Cet attelage pour temps de crise tient-il ses promesses ? En dépit de la majorité confortable dont il dispose, il semble à la peine. « Le vrai soubassement de ce gouvernement, c'est le compromis entre les partis. Ce n'est pas un projet de réforme démocratique et sociale », déplore le politologue Larbi Chouikha (3). Un an après son arrivée au pouvoir, la coalition s'apprête seulement à proposer un plan d'action quinquennal.

Les bailleurs de fonds internationaux attendaient une réforme du secteur bancaire (votée en juillet 2015), du code de l'investissement, de l'administration, de la fiscalité, et l'introduction du partenariat public-privé (votée en décembre 2015). Mais, entre les injonctions étrangères d'ouvrir les marchés, les impératifs sociaux et les intérêts des clans qui ont investi les circuits de décision économiques, la réforme marque le pas, tandis que, selon une étude récente du ministère des finances, l'économie informelle représente désormais 53 % du PIB.

Dans les milieux économiques, on s'exaspère de l'incapacité de la nouvelle majorité à clarifier l'accumulation des dispositifs issus de la révolution : les quelque 350 dossiers ouverts par la commission d'enquête de 2011 sur la corruption (4), les processus de confiscation au périmètre mal défini lancés eux aussi en 2011, le système d'arbitrage de l'Instance vérité et dignité formée en juin 2014… La présidence n'est pas parvenue à faire passer son projet de « réconciliation économique », politiquement difficile à défendre et juridiquement mal ficelé, dont l'objectif est de permettre aux hommes d'affaires et aux fonctionnaires impliqués dans des affaires de corruption ou de détournement de fonds publics d'être exonérés de toute poursuite moyennant un arbitrage.

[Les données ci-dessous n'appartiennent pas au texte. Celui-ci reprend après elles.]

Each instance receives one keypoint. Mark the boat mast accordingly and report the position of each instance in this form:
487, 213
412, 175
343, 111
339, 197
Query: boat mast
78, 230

Le gouvernement fâche aussi les milieux « modernistes », qui ont fourni la caution intellectuelle à la montée de Nidaa Tounès et qui s'estiment trahis par l'inclusion des islamistes dans la coalition. Le ministre de la justice Mohamed Salah Ben Aïssa, figure de cette mouvance, a en outre été limogé. Seule avancée : la possibilité pour une mère de voyager avec ses enfants sans autorisation paternelle. Mais rien sur la dépénalisation de la consommation de cannabis, promise par le candidat Essebsi. Véritable outil de répression sociale entre les mains de la police à l'encontre des jeunes des quartiers populaires, cette prohibition sacrifie chaque année l'avenir de milliers d'entre eux, condamnés à la prison. Par ailleurs, le 10 décembre dernier, six étudiants de Kairouan ont été condamnés pour homosexualité à trois ans de prison suivis de cinq ans d'interdiction de séjour dans leur ville d'origine. Plus généralement, aucun calendrier n'a été établi pour mettre le code pénal en conformité avec les normes de la nouvelle Constitution en matière de discriminations, de droit à un environnement sain (5)…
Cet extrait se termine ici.